What is the FCC?

The FCC was established in 1934 to oversee regulation of communications companies and related commerce. Growing out of the Federal Radio Commission, the FCC’s mission is to ensure the broadest possible access among the American people to communications-related services, including the Internet.


  1. Who they are

    The commission consists of five members appointed by the President and approved by the United States Senate. Commissioners serve five-year terms. To ensure diversity, only three commissioners can be from the same political party.

  2. What they do

    The FCC advocates for a media landscape that is fair and accessible. In practical terms, the user of a cell phone, a cable television subscriber, or a consumer using broadband Internet all have access to those services because the FCC granted companies the licenses and regulates how they operate.

  3. How they do it

    Through a web of bureaus and offices, the FCC reviews applications for broadcast licenses and mergers of communications companies with a focus on maintaining diversity of opinion presented in the media and with a check on monopolization. It also fields complaints from consumers about broadcast indecency and abusive business practices.

FCC best practices

  1. Stay on top of it

    There are hundreds of issues in front of the FCC at any given time and companies need to pay close attention to any decision that might impact their customers' ability to access information, especially Internet access.

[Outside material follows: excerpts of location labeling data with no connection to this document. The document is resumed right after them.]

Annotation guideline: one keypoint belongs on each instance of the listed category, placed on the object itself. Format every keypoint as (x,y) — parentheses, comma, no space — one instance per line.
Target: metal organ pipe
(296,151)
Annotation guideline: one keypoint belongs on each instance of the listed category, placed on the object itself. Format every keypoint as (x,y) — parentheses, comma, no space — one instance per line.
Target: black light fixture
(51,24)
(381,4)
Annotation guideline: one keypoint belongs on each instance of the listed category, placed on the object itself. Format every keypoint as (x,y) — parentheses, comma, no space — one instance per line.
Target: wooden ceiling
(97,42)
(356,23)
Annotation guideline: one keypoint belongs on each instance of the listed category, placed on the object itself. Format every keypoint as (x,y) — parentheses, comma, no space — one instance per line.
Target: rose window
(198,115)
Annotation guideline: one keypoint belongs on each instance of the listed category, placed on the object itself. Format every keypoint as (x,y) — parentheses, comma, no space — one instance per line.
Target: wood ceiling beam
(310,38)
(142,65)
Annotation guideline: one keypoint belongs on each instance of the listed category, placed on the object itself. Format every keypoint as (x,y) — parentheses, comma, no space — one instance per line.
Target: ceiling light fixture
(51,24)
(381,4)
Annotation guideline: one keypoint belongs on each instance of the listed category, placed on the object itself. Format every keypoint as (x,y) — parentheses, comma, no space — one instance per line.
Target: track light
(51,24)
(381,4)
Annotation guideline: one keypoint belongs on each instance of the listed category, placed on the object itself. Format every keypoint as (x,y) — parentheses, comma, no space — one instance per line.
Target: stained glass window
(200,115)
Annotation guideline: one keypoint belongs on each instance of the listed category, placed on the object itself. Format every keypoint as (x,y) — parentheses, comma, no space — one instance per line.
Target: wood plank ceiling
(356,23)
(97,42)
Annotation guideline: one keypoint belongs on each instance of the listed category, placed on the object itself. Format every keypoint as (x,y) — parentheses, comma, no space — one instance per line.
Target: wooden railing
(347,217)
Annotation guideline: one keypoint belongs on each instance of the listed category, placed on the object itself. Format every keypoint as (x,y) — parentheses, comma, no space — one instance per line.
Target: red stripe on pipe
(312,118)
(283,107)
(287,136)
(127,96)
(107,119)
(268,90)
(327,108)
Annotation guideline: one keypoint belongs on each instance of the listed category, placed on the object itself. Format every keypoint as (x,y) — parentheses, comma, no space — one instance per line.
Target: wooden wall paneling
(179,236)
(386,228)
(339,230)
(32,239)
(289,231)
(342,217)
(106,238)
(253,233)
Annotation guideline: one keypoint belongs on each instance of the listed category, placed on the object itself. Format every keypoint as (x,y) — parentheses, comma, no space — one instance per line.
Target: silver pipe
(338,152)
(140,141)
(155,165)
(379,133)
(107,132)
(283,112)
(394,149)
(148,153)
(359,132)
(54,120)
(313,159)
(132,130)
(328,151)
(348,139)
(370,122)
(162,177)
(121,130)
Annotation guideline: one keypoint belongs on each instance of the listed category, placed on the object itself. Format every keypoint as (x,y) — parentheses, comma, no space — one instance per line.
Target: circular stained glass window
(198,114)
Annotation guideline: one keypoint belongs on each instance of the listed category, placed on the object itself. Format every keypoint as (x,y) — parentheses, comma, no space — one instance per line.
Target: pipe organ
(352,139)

  2. Lobby for your side of an issue

    While the FCC functions as an independent agency, it offer periods of time prior to any decision when consumers can comment and have their voices heard. Companies can reach out to consumers and request that they advocate on behalf of the company's position on any given issue. Companies can also lobby their Senators, who must approve the appointments of FCC commissioners.

  3. Educate your consumers

    The FCC has its hands in a lot of pots, and it's possible an organization's consumers don't have a full picture of how the FCC operates. In addition to joining consumers in efforts to comment on specific policies, organizations have an opportunity to educate consumers about the FCC in a way that enhances brand relationships.